Will Cheeks reinstate Smith to the starting lineup when the Pistons play at Brooklyn on Sunday afternoon?

“Probably, but nothing is written in stone,” Cheeks said. “Josh is one of our top players. He’s not going to be on the bench. Things happen.”

While the move to the starting lineup worked for Singler, Smith clearly was thrown off of his game by coming off the bench. He went scoreless – the first time in his career he hasn’t scored a point when playing more than 15 minutes – and missed all seven of his shots. He did grab seven rebounds and block three shots in a little less than 20 minutes and Cheeks said his effort wasn’t an issue.

“I thought he tried,” he said. “His numbers didn’t say (that). But I thought he tried.”
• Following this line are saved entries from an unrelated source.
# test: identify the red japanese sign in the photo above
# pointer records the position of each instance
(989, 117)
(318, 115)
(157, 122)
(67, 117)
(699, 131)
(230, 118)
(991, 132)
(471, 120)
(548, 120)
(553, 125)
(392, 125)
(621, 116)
The Pistons, who got double-doubles from Drummond (15 points, 16 rebounds, his seventh straight double-double) and Greg Monroe (11 and 11) led 11-4 early, but it quickly went off the rails for them, Atlanta going on a 23-7 run to take a nine-point lead before the first quarter was out. The Hawks led by 11 in the second quarter, then by nine in the third after the Pistons spurted to a 52-51 lead less than four minutes into the second half. They fell behind by eight early in the fourth quarter, yet rallied again.
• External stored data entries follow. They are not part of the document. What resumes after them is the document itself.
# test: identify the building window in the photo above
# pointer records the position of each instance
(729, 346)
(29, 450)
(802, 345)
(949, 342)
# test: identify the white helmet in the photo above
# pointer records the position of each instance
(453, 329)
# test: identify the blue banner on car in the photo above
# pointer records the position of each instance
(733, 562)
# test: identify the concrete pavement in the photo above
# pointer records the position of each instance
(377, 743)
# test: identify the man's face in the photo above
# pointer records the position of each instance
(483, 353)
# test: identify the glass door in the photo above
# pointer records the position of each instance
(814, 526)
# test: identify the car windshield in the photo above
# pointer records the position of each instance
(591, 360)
Ultimately, too many mistakes with the ball and too much havoc wreaked in their paint by Teague, who finished with 18 points and nine assists, undid them.
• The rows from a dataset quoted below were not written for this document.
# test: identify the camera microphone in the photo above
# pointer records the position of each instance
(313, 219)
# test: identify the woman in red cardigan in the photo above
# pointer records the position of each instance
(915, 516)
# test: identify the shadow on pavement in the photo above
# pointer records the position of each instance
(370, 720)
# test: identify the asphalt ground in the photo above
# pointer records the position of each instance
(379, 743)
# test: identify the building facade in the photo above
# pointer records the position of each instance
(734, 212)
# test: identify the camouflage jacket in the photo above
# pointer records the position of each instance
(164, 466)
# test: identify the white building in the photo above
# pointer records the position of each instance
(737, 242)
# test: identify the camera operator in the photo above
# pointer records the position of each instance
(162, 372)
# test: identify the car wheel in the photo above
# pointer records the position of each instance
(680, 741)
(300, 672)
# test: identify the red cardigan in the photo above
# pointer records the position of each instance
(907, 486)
The continued absence of Chauncey Billups (left knee tendinitis, five games missed) and Will Bynum (left hamstring, four games missed) hurt Cheeks, especially with Kentavious Caldwell-Pope struggling to knock down shots. After going 1 of 9 against Atlanta on Wednesday, the Georgia native was 1 of 11 early in the fourth quarter before he helped the Pistons rally from an 80-72 deficit by drilling three straight jump shots, including a 3-pointer.

As luck would have it, Cheeks had Stuckey lined up to come in for Caldwell-Pope at the scorer’s table as his steal and jump shot pulled the Pistons to within a point with 6:32 to play.

“I like to have Stuckey in the game because he’s probably going to be the guy that we’re going to put the ball in his hands to score the ball,” Cheeks said. “I gave him a rest just for that reason and put him back in the game.”

It was that kind of game for the Pistons, who have hit their most serious bump in the road. They’ve given themselves a chance to win every game but one – last week’s loss at Golden State, where they fell 19 down in the first quarter – but they take a 4-8 record to Brooklyn and know they can’t afford to cede much more ground, even in the forgiving Eastern Conference.

“For us, it’s all about the win,” said Singler, pressed to talk about his career night. “It doesn’t matter where our points are coming from, rebounds. We’ve got to figure out what works for us and what eventually will get us to winning ballgames.”